Going through my substitution section of my homework, and I successfully did most of them but had trouble with two of them:
Determine the intersection of the following systems:
a) y = 2x – 7 and y = - x^{2} -4 x – 3
Heres my attempt:
(2x-7)=-x^{2} -4x-3
0=x^{2 }-4x-3-2x+7
-1(0=-x^{2 }-6x+4)
0=x^{2}+6x-4
In every other question we've had we could just simplify this last step to end up with an answer like (x-x)(x-x), however with this one I can't see what multiplies to -4, and adds to 6
Then there's the second one
b) x^{2} + y^{2} = 30 and 2 x – 3 y = 10
2x-3y=10 ~ y= 2x + 10
3 3
x^{2 }+(2x + 10)^{2} = 30
.........3......3 [sorry about dots, still learning how to type in equations]
Is this correct so far?
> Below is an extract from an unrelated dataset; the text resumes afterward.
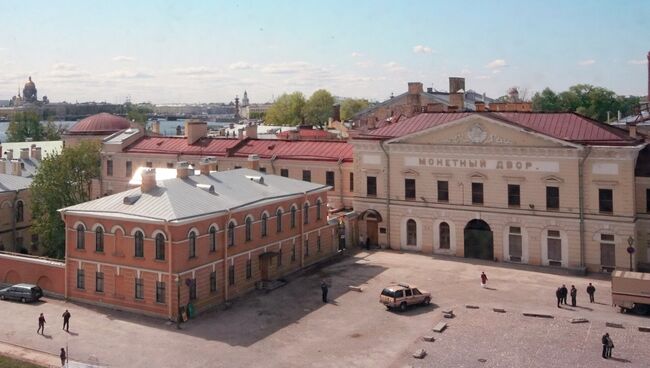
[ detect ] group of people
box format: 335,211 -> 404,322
555,282 -> 596,308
It doesn't feel like it is....
For quadratic equations you can find the zeros by the following methods (in order of decreasing difficulty): Rational Root Theorem, Factoring, Completing the Square, Quadratic Equation.
It's useful to know all 4.
For problem 1, completing the square you arrive at +/- sqrt(13)-3
Problem 2, you seem to be doing it right. Squaring that linear expression gives you a trinomial of the 2nd degree. Combine terms. Use quadratic equations if it's messy.
Please refer to our LaTeX forum. Basic use is quick and much easier for us to understand what equations you are trying to type. Look up \sqrt and \frac.
-Dan
topsquark I will check that out tomorrow, I have to go to bed right now, so I'm not going to be able to do it now.
For now I'll just clean it up by posting a picture, hopefully if someone answers I can check it in the morning before my test.
Can anyone solve this for me? This is a sample question for my quiz tomorrow that I'm still not ready for, could really, really use an answer.